The study was published in Nature Communications.
Origami, the traditional Japanese art of paper folding, has inspired many modern engineering designs.
Scientists have long been interested in using folding patterns to create structures that can collapse, unfold, and change shape. However, there has been a major challenge.
According to the researchers, foldable structures usually face a trade-off. If they have smooth, curved surfaces, they tend to be weak and floppy.
If they are strong and stiff, they often become rigid, jagged, or difficult to reshape.
The McGill team wanted to solve this problem by designing a new type of origami pattern that combines flexibility, smooth curves, and strength in a single structure.

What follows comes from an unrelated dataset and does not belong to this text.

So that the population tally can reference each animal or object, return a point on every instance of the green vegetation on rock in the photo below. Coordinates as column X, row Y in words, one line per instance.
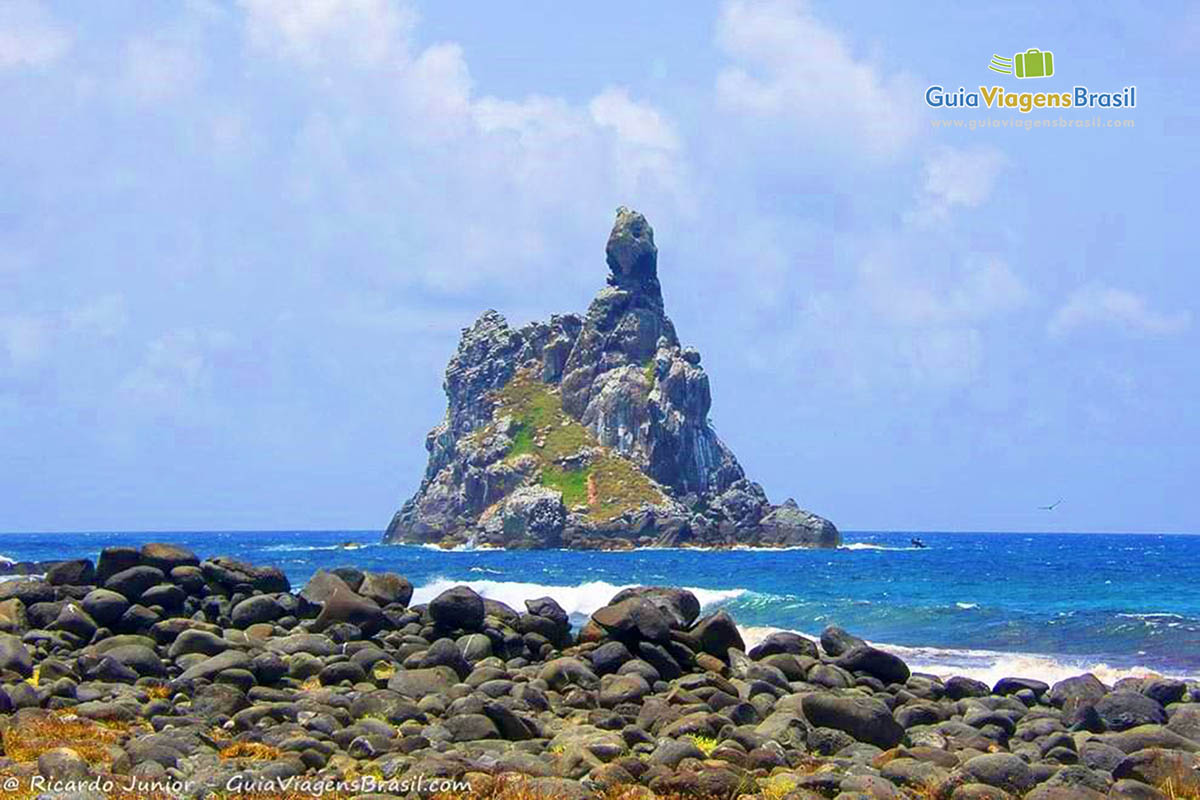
column 610, row 485
column 571, row 482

Their design uses both curved and straight folding lines to turn flat sheets into continuous curved surfaces such as spheres, doughnut-like shapes called tori, and vase-like forms. Unlike traditional origami, which often creates faceted surfaces with many sharp edges, the new design produces smoother and more natural-looking shapes.
The researchers also added thin cable-like tendons inside the folded structures. By tightening or loosening these cables, they could control how stiff or soft the structure became without changing its overall shape.
When the tendons were loose, the structure behaved like a soft, flexible shell. When tightened, the same object became rigid enough to support weight and resist bending or twisting.
To create the designs, the researchers used advanced mathematics and computer optimization to calculate the exact folding patterns needed for each target shape. They then laser-cut paperboard sheets, folded them into the new patterns, and threaded cables through carefully selected points.
The team tested how the structures behaved under different levels of tension and confirmed that the shells could smoothly transition between flexible and strong states.
Computer simulations also showed that the folding motions worked reliably and that the designs could potentially be scaled up or repeated in larger systems.
Professor Damiano Pasini, one of the study’s authors, described the work as a new design approach for origami-based materials. He said the research challenges the idea that complex materials or external mechanical systems are always needed to create adjustable stiffness.
Instead, the study shows that carefully designed geometry alone can give materials remarkable new abilities.
The researchers believe the technology could eventually lead to lightweight structures that are easy to transport, unfold into large shapes, and then stiffen when strength is required.